Luis Eladio Perez décrit une femme très malade et maltraitée.
«Ingrid me fend le cœur. Il faut lancer une immense campagne pour la sortir de là le plus vite possible, elle et les autres séquestrés .» Interviewé juste après sa libération à la radio colombienne Caracol, les premières pensées de l’otage Luis Eladio Perez, enlevé en juin 2001 sur une route du Narino (sud-ouest colombien), sont allées à Ingrid Betancourt, dont il a partagé un temps la douloureuse captivité. «Je crois qu’elle est aussi mal, voire pire, plus diminuée encore, que dans sa dernière preuve de vie», a ajouté l’ex-sénateur. Dans cette vidéo tournée en octobre, l’ex-candidate présidentielle se tient tête baissée, silencieuse. «Elle est très mal traitée par la guérilla. Il faut que le monde le sache : les Farc se sont acharnées contre Ingrid Betancourt. Elle est enchaînée, vit dans des conditions infra-humaines, entourée de personnages qui lui font la vie impossible. Il faut, d’une manière ou d’une autre, parvenir à ce que ses conditions de détention (…) s’améliorent», poursuit Luis Eladio Perez.
L’ex-otage a également évoqué les nombreuses tentatives de fugue d’Ingrid et de Clara Rojas, sa collaboratrice. Le 20 juillet 2005, l’ancien parlementaire a même réussi à s’échapper avec Ingrid. Ils avaient apporté avec eux un bloc de canne à sucre et quelques hameçons, mais Luis Eladio souffrait d’un diabète. Et au bout de cinq jours d’errements dans la jungle, à bout de force, ils ont fini par se rendre. En représailles, les geôliers leur ont confisqué leurs bottes et les ont enchaînés aux arbres.
«Profite de chaque minute de liberté»
En juillet 2007, Luis Eladio a été séparé d’Ingrid Betancourt. Depuis, il l’a aperçue par intermittence lors de marches dans la jungle. Elle serait actuellement détenue avec un groupe de cinq otages militaires. Le 4 février dernier, il a pu tromper la surveillance de ses geôliers et parler quelques minutes avec elle. «L’état dans lequel je l’ai vue, son angoisse, sa préoccupation, car elle craint d’être la dernière libérée, et puis sa condition physique, avec un problème de foie récurrent, rend indispensable, urgent, que tous les Colombiens s’unissent pour exiger sa libération.»
Les Farc retiennent encore 39 otages politiques et militaires : trois Américains employés d’une société militaire privée, quatre personnalité politiques colombiennes et 32 policiers et soldats.
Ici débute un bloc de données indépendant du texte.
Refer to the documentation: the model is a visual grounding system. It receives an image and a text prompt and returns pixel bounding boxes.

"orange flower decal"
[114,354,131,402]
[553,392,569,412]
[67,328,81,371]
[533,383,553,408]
Ingrid Betancourt est la seule femme de ce groupe d’otages que les Farc veulent échanger contre les guérilleros emprisonnés. Selon le témoignage de Luis Eladio Perez, tous les otages ont été affectés par les maladies typiques de la jungle colombienne : la leishmaniose, le paludisme et l’hépatite notamment. Et les médicaments comme les médecins font cruellement défaut : «L’assistance médicale est pratiquement nulle.» L’ancien otage raconte les «traitements inhumains» , l’alimentation déplorable, les nuits sous la pluie et les chaînes, 24 heures sur 24. «Parfois on se retrouvait pieds nus dans les campements.» «Tout ceci n’a aucun sens et ne saurait continuer ainsi», conclut Luis Eladio Perez, qui appelle le secrétariat général des Farc à améliorer le traitement d’Ingrid. Nous jouons contre la montre, contre la mort. Ingrid Betancourt lui a confié une ceinture tissée en captivité pour qu’il la remette à ses enfants. «Profite de chaque minute de liberté», lui a t-elle crié le 4 février, quand les guérilleros les ont séparés.